DESCRIPTION (provided by applicant): Conotoxins are small, disulfide-rich peptides having the ability to differentiate between various types of ion channels, making them ideal diagnostic tools in the characterization of neuronal pathways and in drug development. One member of this family, ?-conotoxin MVIIA (Ziconitide) was recently approved by the FDA for the treatment of chronic pain. Evaluation of the role of disulfide bridges is essential in our understanding of protein folding. This proposal will explore how slight changes (introducing conformational restrictions or altering the size of the intramolecular bridges) in the sequences of small peptides affect folding properties. The target peptides are a-conotoxins and their analogues; thirteen or fourteen amino acid-containing peptide amides having four cysteine residues. The four cysteines can form two disulfide bridges, leading to three possible regioisomers, only one of which is found in nature. The amino acid proline's cyclic nature may impose steric constraints for the folding of the peptides, resulting in much better selectivity for the synthesis of the target native regioisomers. The work will focus in three areas: (i) Study of the variation in folding due to changes in the amino acid sequence and synthesis and biophysical characterization of conotoxins that contain a novel amino acid, proline-like with a basic side chain, which has been proven to be essential for increased biological activity. (ii) Synthesis and biophysical characterization of structures with homologues of cysteine or with a lactam bridge. And (iii) modeling (molecular dynamics and ab initio) of the molecular parameters, (S?S distance, rotational conformation of the side chains), relevant to activation energy of the bond formation that results in a specific regioisomer. Conotoxins are small peptides having the ability to differentiate between various types of ion channels, making them ideal diagnostic tools in the characterization of nervous system pathways and in drug development. For instance, Ziconitide (?-conotoxin MVIIA) has already been approved by the FDA for cancer and AIDS patients for the treatment of chronic pain. This proposal aims to develop methods to make contoxins more efficiently.

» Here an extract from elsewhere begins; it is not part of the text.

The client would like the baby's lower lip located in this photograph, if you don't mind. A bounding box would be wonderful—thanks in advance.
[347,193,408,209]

描述（由申请人提供）：结合毒素是二硫键富含二硫键的小肽，具有区分各种类型的离子通道的能力，使其成为神经元途径和药物开发中表征的理想诊断工具。 FDA最近批准了这个家族的一名？ - 抗毒素MVIIA（Ziconitide）用于治疗慢性疼痛。评估二硫键桥的作用对于我们对蛋白质折叠的理解至关重要。该建议将探讨小肽序列中的微小变化（引入构象限制或改变分子内桥的大小）会影响折叠特性。靶肽是A-抗毒素及其类似物。 13或14个含有四个半胱氨酸残基的含氨基酸的肽酰胺。这四个半胱氨酸可以形成两个二硫键，导致三个可能的区域异构体，其中只有一个在自然界中。氨基酸脯氨酸的环状性质可能会对肽的折叠施加空间约束，从而更好地选择了靶标天然区域异构体的选择性。这项工作将集中在三个领域：（i）研究由于氨基酸序列的变化，合成的变化以及含有新型氨基酸的蛋白毒素的变化以及基本侧链的脯氨酸样的综合毒素，这对于增加生物学活性是必不可少的。 （ii）与半胱氨酸的同源物或lactam桥的结构合成和生物物理表征。 （iii）分子参数的建模（分子动力学和AB始于）（S距离，侧链的旋转构象），与键形成的激活能有关，从而导致特定区域异构体。结合毒素是小肽，具有区分各种类型的离子通道的能力，使其成为神经系统途径和药物发育的理想诊断工具。例如，FDA已批准Ziconitide（？ - conotoxin MVIIA）治疗慢性疼痛的患者。该提案旨在开发方法以更有效地使二氧蛋白。